Anoplophora glabripennis (Asian Longhorned Beetle): APHIS Removes Portions of the Townships of Batavia and Stonelick, Clermont County, Ohio, from the Quarantine Area.

Country:
United States
Title:
Anoplophora glabripennis (Asian Longhorned Beetle): APHIS Removes Portions of the Townships of Batavia and Stonelick, Clermont County, Ohio, from the Quarantine Area.
Contact:
Paul Chaloux, National Policy Manager, at 301-851-2064
Report:

Effective immediately, the U.S. Department of Agriculture’s Animal and Plant Health Inspection Service (APHIS) is removing five square miles from the Asian longhorned beetle (ALB) regulated area in portions of the Townships of Batavia and Stonelick, Clermont County, Ohio. APHIS determined that this area can be removed from quarantine after the program completed the final surveys of host trees within the regulated area. The regulated area in the Township of Monroe and the regulated area in the Township of Tate, along with the entirety of East Fork State Park and portions of the East Fork Wildlife Area, remain in effect.

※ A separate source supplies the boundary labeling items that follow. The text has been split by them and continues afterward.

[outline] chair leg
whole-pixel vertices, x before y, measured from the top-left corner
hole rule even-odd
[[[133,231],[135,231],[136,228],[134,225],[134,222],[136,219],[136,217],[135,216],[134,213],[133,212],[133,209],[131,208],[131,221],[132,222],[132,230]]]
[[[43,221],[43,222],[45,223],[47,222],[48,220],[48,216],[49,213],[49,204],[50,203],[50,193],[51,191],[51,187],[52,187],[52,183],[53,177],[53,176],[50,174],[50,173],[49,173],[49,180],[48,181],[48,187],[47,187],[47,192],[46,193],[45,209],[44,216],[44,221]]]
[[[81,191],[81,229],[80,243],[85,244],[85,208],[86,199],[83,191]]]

ALB is a destructive wood-boring pest of maple and other hardwoods. ALB was first discovered in the United States in New York in August 1996. ALB was later detected in areas of Illinois (1998), New Jersey (2002, 2004), Massachusetts (2008, 2010), and Ohio (2011). After the completion of control and regulatory activities and following confirmation surveys, the program declared ALB eradicated from Illinois (2008); Hudson County, New Jersey (2008); Islip, New York (2011); Union and Middlesex Counties, New Jersey (2013); Manhattan and Staten Island, New York (2013); and Suffolk and Norfolk Counties, Massachusetts (2014). Program activities continue in the boroughs of Queens and Brooklyn and Nassau and Suffolk Counties in New York; Worcester County, Massachusetts; and Clermont County, Ohio.

Under IPPC Standards, Anoplophora glabripennis is considered a pest that is present, only in some areas and under eradication in the United States.